Soll Angela Merkel den von weiten Teilen der Bevölkerung gutgeheißenen und entsprechend unterstützten Sparkurs konsequent durchziehen? Oder soll sie ihn aufweichen, um die Linken ins gemeinsame Boot zur Eurorettung aufzunehmen, selbst wenn sie damit einen Ansehensverlust bei den Wähler(inne)n riskiert? Wer von der Bundeskanzlerin eine "entweder Sparen, oder Wachsen"-Entscheidung einfordert, verfällt einmal mehr in ein vereinfachtes ideologisches "Gut-Schlecht"-Denken. Klüger ist es in diesem Falle jedoch, eine "Sowohl als auch"-Strategie zu verfolgen. Denn in einer Situation, in der weite Teile Europas in der Krise sind und einzig Deutschland die wirtschaftliche Potenz hat, Schlimmeres zu verhüten, braucht es beides: eine Wachstums- und eine Stabilitätspolitik.

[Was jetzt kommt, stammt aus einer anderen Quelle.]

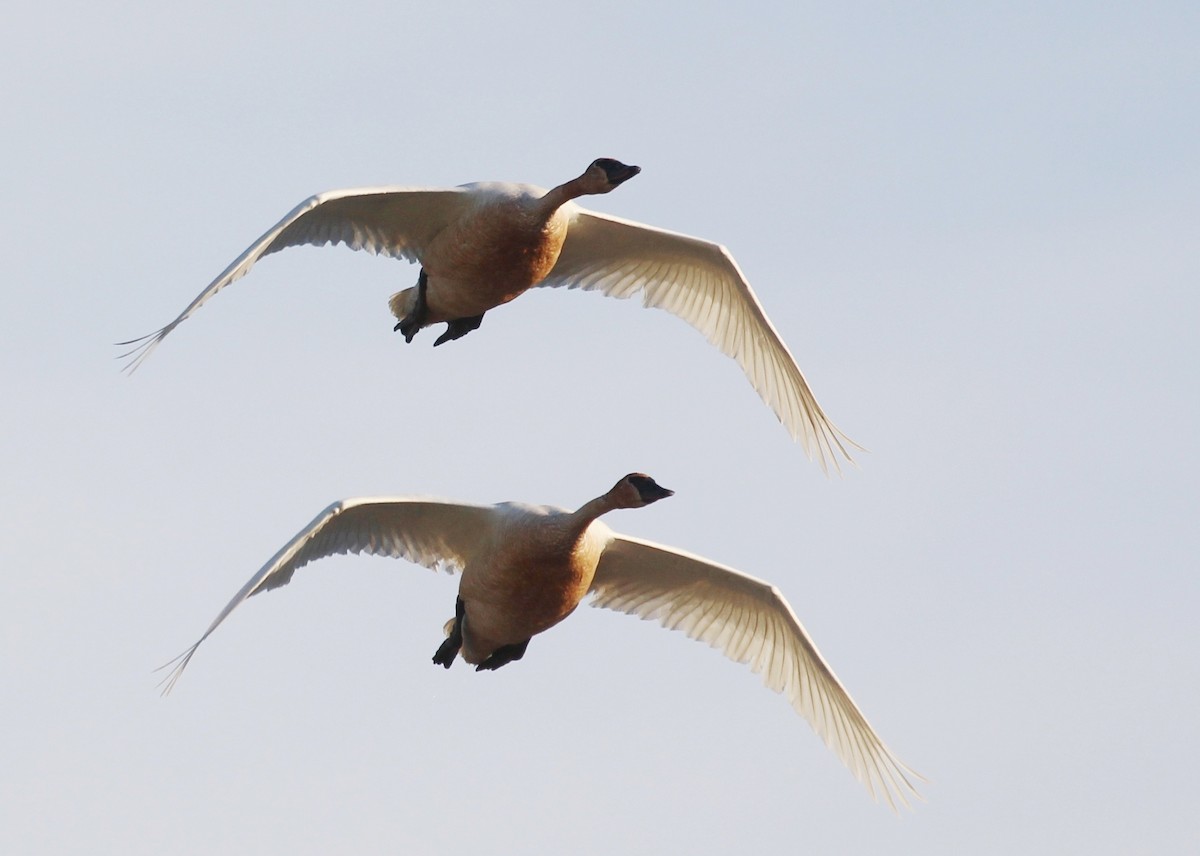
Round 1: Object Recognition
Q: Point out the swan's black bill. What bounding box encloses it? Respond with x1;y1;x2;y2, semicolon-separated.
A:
629;475;674;505
594;157;642;187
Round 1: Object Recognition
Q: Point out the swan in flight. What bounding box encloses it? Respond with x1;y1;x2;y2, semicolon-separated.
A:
163;473;920;809
119;157;860;472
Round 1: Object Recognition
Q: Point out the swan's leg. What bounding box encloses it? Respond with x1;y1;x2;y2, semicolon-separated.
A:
475;639;529;672
433;598;466;669
391;268;432;343
433;315;484;348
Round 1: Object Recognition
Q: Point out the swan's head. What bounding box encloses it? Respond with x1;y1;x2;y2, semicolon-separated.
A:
581;157;642;193
612;473;674;508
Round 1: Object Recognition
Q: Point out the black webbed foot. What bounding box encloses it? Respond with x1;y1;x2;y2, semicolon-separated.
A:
433;598;464;669
475;639;529;672
433;315;484;348
391;268;430;342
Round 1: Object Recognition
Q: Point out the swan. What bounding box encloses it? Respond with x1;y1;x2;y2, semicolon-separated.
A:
162;473;920;810
119;157;862;472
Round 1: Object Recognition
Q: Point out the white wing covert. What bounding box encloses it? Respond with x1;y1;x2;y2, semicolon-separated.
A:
162;497;492;695
540;205;859;472
118;187;469;371
590;535;920;809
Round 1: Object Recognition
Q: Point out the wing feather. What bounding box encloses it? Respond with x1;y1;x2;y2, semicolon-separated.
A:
540;210;862;472
162;497;493;695
118;187;470;371
590;535;920;809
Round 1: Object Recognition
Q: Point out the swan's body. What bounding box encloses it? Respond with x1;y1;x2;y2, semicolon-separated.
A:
163;473;919;807
124;158;854;468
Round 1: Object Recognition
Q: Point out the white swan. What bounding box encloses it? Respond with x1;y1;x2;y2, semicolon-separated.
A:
163;473;920;809
120;157;860;471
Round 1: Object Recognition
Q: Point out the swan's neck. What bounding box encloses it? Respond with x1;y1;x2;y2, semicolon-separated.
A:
538;175;587;219
571;491;620;532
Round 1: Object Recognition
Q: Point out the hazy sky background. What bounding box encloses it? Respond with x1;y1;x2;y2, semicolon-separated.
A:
0;2;1200;856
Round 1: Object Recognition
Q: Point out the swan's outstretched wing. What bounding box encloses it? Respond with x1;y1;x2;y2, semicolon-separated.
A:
162;497;493;695
541;204;860;472
590;535;920;809
118;187;469;371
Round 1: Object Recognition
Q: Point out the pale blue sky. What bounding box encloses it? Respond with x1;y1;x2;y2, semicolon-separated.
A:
0;1;1200;856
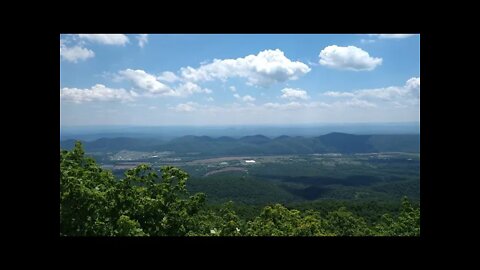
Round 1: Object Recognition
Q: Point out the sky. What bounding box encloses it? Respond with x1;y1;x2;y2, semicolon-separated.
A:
60;34;420;127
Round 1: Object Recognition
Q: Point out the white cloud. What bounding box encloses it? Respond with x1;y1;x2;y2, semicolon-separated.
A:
324;91;355;97
171;101;198;112
118;69;176;95
78;34;129;45
157;71;180;82
60;43;95;63
118;69;212;97
175;82;212;96
345;98;377;108
263;101;331;110
233;94;255;102
60;84;138;103
180;49;310;87
360;38;375;44
242;95;255;102
369;34;415;39
319;45;383;71
280;88;310;100
137;34;148;48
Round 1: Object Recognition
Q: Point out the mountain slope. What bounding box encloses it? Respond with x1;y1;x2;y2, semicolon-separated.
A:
60;132;420;156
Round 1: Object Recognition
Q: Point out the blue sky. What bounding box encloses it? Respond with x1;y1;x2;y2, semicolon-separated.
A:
60;34;420;126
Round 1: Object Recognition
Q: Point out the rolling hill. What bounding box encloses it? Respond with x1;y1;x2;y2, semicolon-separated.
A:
60;132;420;156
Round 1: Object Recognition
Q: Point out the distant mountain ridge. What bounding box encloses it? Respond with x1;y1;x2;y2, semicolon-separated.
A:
60;132;420;155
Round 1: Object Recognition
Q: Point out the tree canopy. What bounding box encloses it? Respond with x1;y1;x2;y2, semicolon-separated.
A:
60;142;420;236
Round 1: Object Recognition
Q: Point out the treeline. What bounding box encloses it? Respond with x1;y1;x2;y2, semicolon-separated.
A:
60;142;420;236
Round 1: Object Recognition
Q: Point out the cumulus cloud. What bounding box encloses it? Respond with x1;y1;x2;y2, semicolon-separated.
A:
180;49;311;87
319;45;383;71
369;34;415;38
345;98;377;108
263;101;331;110
60;41;95;63
360;38;375;44
137;34;148;48
324;77;420;107
171;101;198;112
118;69;212;97
233;94;255;102
60;84;138;103
118;69;176;95
280;88;310;100
78;34;129;45
175;82;212;96
157;71;180;83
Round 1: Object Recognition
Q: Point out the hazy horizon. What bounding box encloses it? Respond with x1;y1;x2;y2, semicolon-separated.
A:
60;34;420;127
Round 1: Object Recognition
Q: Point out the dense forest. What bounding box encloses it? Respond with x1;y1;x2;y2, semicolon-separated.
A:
60;142;420;236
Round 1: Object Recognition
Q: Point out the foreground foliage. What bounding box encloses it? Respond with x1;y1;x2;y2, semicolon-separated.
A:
60;142;420;236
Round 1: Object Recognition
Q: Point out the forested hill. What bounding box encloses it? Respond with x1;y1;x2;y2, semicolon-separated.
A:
60;132;420;155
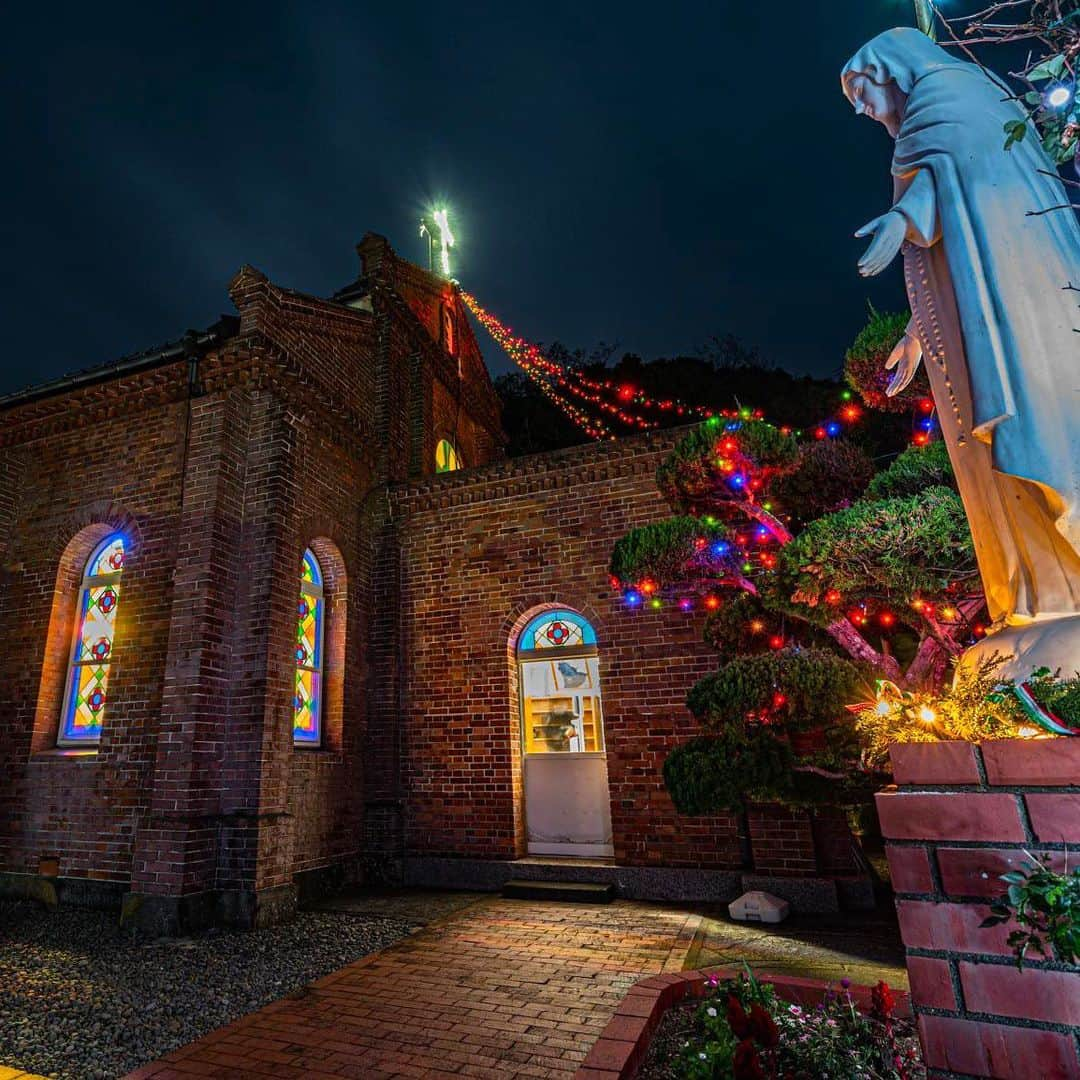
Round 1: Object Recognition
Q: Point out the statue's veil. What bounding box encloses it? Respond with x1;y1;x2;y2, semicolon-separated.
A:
840;26;978;105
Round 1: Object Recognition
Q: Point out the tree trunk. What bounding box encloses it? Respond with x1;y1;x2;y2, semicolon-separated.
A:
825;619;900;680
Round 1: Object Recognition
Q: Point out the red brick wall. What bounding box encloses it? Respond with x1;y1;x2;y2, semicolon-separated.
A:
877;739;1080;1078
0;291;388;896
394;433;740;867
0;380;185;881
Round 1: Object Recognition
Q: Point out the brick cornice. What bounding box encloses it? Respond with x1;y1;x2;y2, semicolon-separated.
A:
0;336;374;464
374;285;505;445
390;427;690;515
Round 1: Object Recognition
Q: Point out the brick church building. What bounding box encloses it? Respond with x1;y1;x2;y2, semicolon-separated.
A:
0;234;866;932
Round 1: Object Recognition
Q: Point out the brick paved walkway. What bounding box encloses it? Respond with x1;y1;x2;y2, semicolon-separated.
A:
127;899;700;1080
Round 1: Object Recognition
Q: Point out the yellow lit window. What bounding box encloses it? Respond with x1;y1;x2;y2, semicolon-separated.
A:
435;438;461;472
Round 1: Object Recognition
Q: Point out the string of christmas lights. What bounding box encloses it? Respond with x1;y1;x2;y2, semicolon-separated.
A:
461;289;963;649
461;289;935;446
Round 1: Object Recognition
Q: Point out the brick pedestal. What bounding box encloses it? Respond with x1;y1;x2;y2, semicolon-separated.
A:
877;739;1080;1080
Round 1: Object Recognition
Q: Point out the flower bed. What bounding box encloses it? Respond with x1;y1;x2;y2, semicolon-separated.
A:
578;969;922;1080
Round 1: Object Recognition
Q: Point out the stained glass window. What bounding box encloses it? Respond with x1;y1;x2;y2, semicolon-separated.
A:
293;551;324;746
517;610;604;754
435;438;461;472
517;611;596;650
56;536;124;746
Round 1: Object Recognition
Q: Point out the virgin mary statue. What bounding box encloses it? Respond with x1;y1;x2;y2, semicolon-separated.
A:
841;28;1080;678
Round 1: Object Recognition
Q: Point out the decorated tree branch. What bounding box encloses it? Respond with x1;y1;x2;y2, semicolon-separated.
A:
610;312;1002;813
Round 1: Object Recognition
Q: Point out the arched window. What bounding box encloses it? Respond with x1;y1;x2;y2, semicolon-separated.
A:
293;550;324;746
435;438;461;472
517;610;604;754
56;534;124;746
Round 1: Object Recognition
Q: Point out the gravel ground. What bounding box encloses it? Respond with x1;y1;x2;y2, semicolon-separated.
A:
0;901;410;1080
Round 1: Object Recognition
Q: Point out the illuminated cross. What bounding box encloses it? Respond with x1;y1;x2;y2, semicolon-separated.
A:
915;0;936;41
420;210;454;278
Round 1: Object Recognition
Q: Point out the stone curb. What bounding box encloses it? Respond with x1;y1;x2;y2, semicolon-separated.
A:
575;968;912;1080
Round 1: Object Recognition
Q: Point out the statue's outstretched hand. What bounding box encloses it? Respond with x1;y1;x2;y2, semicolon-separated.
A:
885;334;922;397
855;210;907;278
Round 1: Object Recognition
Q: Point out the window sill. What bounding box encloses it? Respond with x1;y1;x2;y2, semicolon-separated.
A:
30;746;97;761
293;743;345;761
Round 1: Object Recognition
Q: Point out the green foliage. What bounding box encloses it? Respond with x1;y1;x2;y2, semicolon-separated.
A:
771;438;874;522
664;727;795;814
851;657;1025;769
775;487;977;621
671;969;915;1080
1028;667;1080;728
687;649;865;731
610;517;725;585
703;593;778;660
657;419;798;514
982;855;1080;970
866;440;956;499
843;307;930;413
852;654;1080;769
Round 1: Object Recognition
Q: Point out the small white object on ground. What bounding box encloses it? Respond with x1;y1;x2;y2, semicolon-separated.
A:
728;889;791;922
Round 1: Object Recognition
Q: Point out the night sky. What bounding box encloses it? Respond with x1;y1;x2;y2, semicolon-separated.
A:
0;0;989;393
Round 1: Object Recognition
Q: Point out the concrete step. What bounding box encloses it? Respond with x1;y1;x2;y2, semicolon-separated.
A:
502;878;615;904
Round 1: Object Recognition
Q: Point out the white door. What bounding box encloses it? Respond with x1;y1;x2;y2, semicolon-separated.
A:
521;648;615;858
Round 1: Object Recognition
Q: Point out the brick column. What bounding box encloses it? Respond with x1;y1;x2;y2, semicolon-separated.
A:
877;739;1080;1078
127;395;247;933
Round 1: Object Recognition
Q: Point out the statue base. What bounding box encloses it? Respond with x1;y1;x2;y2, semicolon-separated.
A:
960;615;1080;683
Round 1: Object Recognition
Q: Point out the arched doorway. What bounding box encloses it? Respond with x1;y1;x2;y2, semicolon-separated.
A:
517;608;615;858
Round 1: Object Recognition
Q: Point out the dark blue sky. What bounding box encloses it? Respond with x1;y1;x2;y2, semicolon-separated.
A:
0;0;980;392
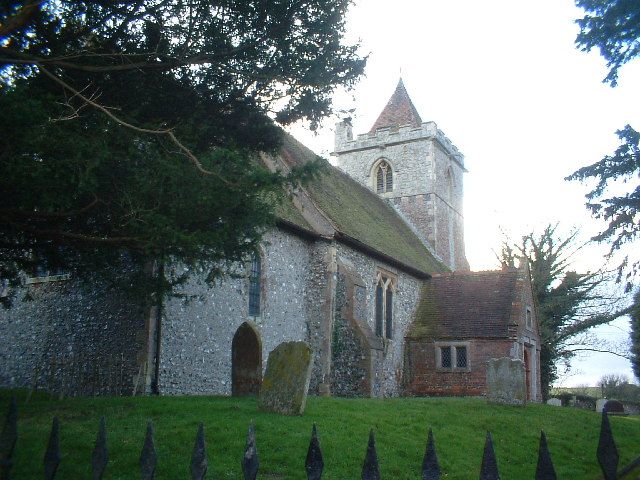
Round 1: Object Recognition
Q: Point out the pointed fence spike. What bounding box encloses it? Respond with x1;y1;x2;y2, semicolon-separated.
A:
44;417;60;480
140;420;158;480
536;431;557;480
304;423;324;480
242;424;260;480
362;429;380;480
0;395;18;480
91;416;109;480
422;429;440;480
597;412;619;480
191;422;209;480
480;432;500;480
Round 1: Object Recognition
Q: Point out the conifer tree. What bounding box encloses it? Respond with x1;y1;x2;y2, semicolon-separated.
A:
498;225;629;400
566;0;640;291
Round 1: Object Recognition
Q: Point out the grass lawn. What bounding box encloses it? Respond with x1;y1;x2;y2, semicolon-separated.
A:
0;391;640;480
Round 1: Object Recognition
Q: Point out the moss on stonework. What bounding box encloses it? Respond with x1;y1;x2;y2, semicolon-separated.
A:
407;282;440;339
276;198;313;231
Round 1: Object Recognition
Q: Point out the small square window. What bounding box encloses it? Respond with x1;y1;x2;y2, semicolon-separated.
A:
440;347;451;368
436;341;470;372
456;347;467;368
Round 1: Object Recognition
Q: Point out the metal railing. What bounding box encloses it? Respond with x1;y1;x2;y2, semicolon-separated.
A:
0;398;640;480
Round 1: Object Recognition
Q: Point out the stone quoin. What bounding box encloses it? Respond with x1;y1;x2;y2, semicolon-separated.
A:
0;80;540;401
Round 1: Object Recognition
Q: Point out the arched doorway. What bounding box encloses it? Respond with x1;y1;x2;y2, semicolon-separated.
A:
524;347;531;400
231;322;262;397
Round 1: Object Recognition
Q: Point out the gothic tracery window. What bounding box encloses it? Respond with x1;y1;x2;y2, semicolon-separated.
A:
376;160;393;193
249;253;262;317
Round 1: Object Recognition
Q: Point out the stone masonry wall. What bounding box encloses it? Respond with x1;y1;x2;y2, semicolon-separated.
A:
0;279;145;395
337;244;422;397
404;339;513;396
511;269;542;401
334;122;469;270
331;272;371;397
160;230;317;395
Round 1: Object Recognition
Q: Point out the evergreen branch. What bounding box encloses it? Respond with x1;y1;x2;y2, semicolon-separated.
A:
565;347;631;360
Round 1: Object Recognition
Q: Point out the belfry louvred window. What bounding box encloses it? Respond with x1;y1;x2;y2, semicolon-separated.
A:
249;253;262;317
376;160;393;193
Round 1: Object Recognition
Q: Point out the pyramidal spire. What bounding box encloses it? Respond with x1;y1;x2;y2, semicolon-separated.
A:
371;78;422;132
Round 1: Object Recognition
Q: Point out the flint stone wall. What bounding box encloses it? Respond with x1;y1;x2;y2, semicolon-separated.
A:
258;342;312;415
0;279;145;395
159;230;321;395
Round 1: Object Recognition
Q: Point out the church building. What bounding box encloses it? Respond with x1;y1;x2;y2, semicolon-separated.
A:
0;81;540;401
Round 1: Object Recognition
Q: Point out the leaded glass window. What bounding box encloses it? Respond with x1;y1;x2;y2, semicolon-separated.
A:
249;253;262;317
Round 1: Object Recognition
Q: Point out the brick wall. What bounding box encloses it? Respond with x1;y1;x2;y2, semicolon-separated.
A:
334;122;469;270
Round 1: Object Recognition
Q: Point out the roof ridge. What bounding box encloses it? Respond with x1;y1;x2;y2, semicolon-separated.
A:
432;267;520;277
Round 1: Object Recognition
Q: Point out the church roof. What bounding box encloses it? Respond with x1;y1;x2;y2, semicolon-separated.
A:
279;133;447;275
407;268;521;339
371;79;422;132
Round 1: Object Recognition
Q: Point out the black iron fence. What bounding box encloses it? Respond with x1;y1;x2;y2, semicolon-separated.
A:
0;398;640;480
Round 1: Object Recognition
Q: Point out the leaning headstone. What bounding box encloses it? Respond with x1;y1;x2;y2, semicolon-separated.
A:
258;342;312;415
487;357;527;405
602;400;624;415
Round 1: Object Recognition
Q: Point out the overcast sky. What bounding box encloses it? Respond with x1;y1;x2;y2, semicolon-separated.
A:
291;0;640;385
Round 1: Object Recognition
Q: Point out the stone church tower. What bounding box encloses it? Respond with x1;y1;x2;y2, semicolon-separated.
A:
333;79;469;270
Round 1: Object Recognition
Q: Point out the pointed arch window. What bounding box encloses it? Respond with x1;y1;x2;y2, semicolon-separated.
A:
376;160;393;193
249;252;262;317
375;273;396;340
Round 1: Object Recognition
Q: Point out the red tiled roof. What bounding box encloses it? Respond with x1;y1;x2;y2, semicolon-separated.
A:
371;79;422;132
407;269;519;338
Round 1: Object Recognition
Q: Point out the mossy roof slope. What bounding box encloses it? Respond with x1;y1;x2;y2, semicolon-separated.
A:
282;134;447;274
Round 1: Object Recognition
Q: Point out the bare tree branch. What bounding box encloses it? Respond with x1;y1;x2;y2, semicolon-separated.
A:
0;0;46;40
36;64;231;185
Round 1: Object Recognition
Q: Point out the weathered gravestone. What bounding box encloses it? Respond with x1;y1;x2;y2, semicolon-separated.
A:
487;357;527;405
258;342;312;415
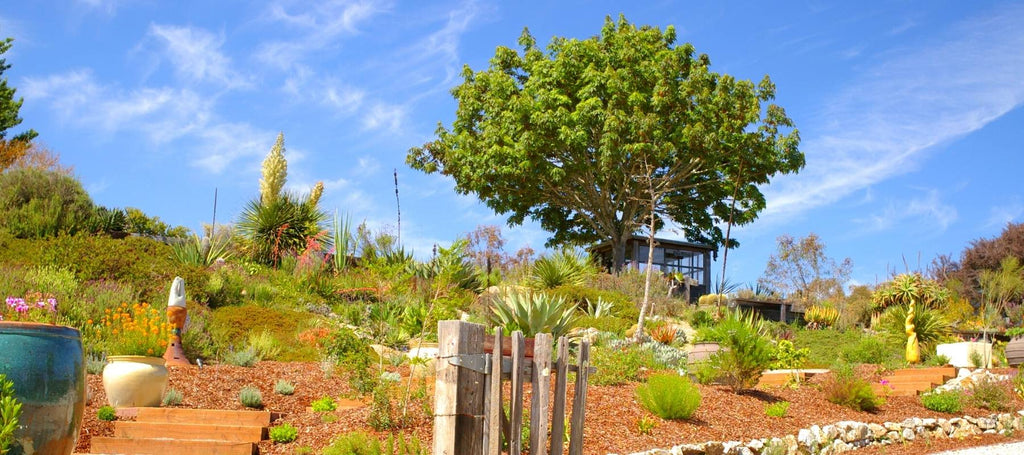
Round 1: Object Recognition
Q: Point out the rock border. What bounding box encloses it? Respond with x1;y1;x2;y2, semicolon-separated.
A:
609;411;1024;455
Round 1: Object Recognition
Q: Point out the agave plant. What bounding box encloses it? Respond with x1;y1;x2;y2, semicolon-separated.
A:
490;292;575;338
529;249;596;289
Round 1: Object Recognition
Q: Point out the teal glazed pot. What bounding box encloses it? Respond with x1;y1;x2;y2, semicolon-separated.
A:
0;321;85;455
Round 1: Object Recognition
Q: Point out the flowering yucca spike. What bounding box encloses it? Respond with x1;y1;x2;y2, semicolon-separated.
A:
259;132;288;205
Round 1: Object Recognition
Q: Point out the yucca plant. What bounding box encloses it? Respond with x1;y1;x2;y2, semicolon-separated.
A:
490;292;575;338
529;249;597;289
879;304;952;353
804;305;839;329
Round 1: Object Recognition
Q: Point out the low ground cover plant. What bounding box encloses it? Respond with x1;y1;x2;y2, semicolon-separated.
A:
921;390;965;414
637;373;700;420
239;385;263;409
270;422;299;444
821;364;885;412
765;402;790;417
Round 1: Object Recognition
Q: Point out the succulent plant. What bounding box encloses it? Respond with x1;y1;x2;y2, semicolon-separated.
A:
490;292;575;338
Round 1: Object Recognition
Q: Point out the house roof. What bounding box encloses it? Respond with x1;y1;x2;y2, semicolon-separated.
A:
589;236;717;251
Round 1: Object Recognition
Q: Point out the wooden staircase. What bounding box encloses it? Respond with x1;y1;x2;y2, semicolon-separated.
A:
90;408;270;455
871;367;956;397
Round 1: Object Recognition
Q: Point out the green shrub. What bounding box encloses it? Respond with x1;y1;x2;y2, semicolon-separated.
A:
840;335;905;365
547;286;640;323
765;402;790;417
163;388;184;406
637;373;700;420
690;309;715;329
821;365;885;412
273;379;295;395
239;385;263;409
489;291;575;339
270;422;299;444
971;378;1011;411
206;303;319;362
224;346;260;368
921;390;964;414
590;344;657;385
709;311;772;391
96;406;118;422
0;168;93;239
323;431;381;455
309;397;338;412
771;339;811;370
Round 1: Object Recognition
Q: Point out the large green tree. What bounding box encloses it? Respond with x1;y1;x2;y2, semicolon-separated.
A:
407;17;804;267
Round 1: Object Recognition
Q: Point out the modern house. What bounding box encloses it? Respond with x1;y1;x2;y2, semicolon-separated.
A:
590;236;718;301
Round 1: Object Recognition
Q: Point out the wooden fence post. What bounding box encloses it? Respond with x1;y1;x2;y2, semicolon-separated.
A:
529;333;551;455
433;321;484;455
569;340;590;455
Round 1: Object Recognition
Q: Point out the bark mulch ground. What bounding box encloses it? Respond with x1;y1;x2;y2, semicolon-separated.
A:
78;362;1024;455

Die richtige Mischung machts
"Sparen" und "Wachsen" schließen einander nicht aus. Im Gegenteil: Sie bedingen sich gegenseitig. Wichtig sind jedoch das Timing und die Mischung. Ohne Wachstum ist alles nichts. Da hat die Opposition Recht. Aber ohne strukturelle Modernisierung der überalterten südeuropäischen Wirtschaftssysteme wird ein kreditfinanziertes Wachstum nicht nachhaltig sein. Deshalb hat die Bundeskanzlerin Recht. Wird das Strukturproblem in den überschuldeten Euroländern nicht gelöst, ist auch die Vertrauenskrise nicht in den Griff zu bekommen. Dann wird es immer wieder von neuem zu Spannungen und Konflikten innerhalb des Euro-Raumes kommen. Und immer mehr neues Geld muss dem alten, längst verlorenen nachgeworfen werden.
Bei einer Doppelstrategie des "Wachsens" und "Sparens" geht es wie beim Schachspiel Zug um Zug. Einmal müssen die überschuldeten Euro-Länder ihre Hausaufgaben erledigen, Verwaltung und Steuerbehörden modernisieren und schrittweise beginnen, ihre Staatshaushalte zu sanieren. Das einzufordern, ist Ziel des Fiskalpaktes. Dann aber bedarf es der finanziellen Hilfe von außen, insbesondere bei der Refinanzierung alter Staatsschulden, deren Fälligkeit in den nächsten Monaten ansteht. Die stärkeren Euro-Länder und damit insbesondere Deutschland müssen dem Süden bei der langen und langsamen Durchquerung des tiefen Tals der Tränen behilflich sein. Dafür sollen Hilfen und Rettungsschirme bereitgestellt werden. Denn erst wird bei Strukturreformen manches schlechter, bevor dann später vieles besser werden kann. In der Zeit des Wandels werden die Staatshaushalte eher höhere als geringere Defizite ausweisen. Diese größer werdenden Löcher gilt es zunächst von außen zu stopfen. Erst danach kann dann eine Reparatur von innen gelingen.
Angela Merkel wird nicht müde, immer und immer wieder die Doppelstrategie des "Wachsens" und "Sparens" zu erläutern. Wann endlich, werden ihr die Kollegen und die (deutsche) Bevölkerung wirklich zuhören?